VOTEism is a secure political opinion poll app to express your preference for
one electoral candidate or the other. VOTEism currently works for the 2020 USA
Presidential Election only. But we hope to take it to all countries where
democratic elections happen.

Current political opinion polls are riddled with low sample sizes, interviewer
biases, push poll tactics, self voting sock-puppets, and worst of all, the
lack of privacy. VOTEism seeks to change that.

Your vote is encrypted with a public key on your mobile device and is
decrypted with the private key on an air-gapped system. 4096 bit keys are
used. Anonymized and aggregated results are published on the VOTEism mobile
apps.

VOTEism is built, published and funded by a small and independent software
company (AskDesis INC.) based in the United States. We have no political,
governmental, corporate, or media affiliation. Please take time to read our
transparency policy here:
[https://docs.voteism.org/transparency](https://docs.voteism.org/transparency)

We hope you find VOTEism useful. Feel free to ask us anything.

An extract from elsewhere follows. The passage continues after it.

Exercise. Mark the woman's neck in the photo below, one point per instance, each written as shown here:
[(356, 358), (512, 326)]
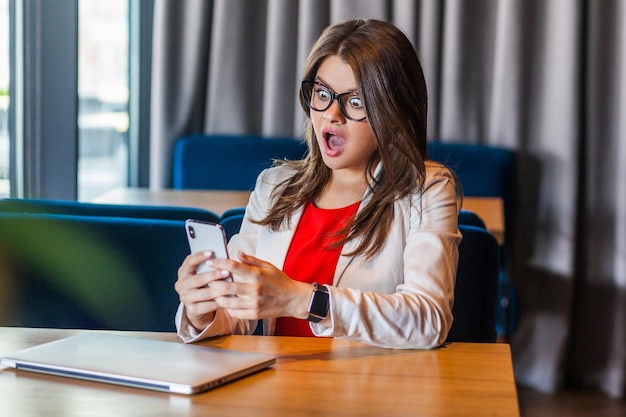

Links: iOS: [https://ios.voteism.org](https://ios.voteism.org) Android:
[https://android.voteism.org](https://android.voteism.org) Docs:
[https://docs.voteism.org](https://docs.voteism.org) Source Code:
[https://github.com/VOTEism](https://github.com/VOTEism)

------
kaffeeringe
As far as I know Constanze Kurz of Germany's Chaos Computer Club wrote her
doctor thesis about eVoting and proved that it's only possible if you abandon
secret vote. If your voting system is a black box to most people, they have to
see the result. Not only their result but everyone's result to be able to
prove it's correct and the sums are also correct.

------
indit
Is there any open source application alternative for opinion polling?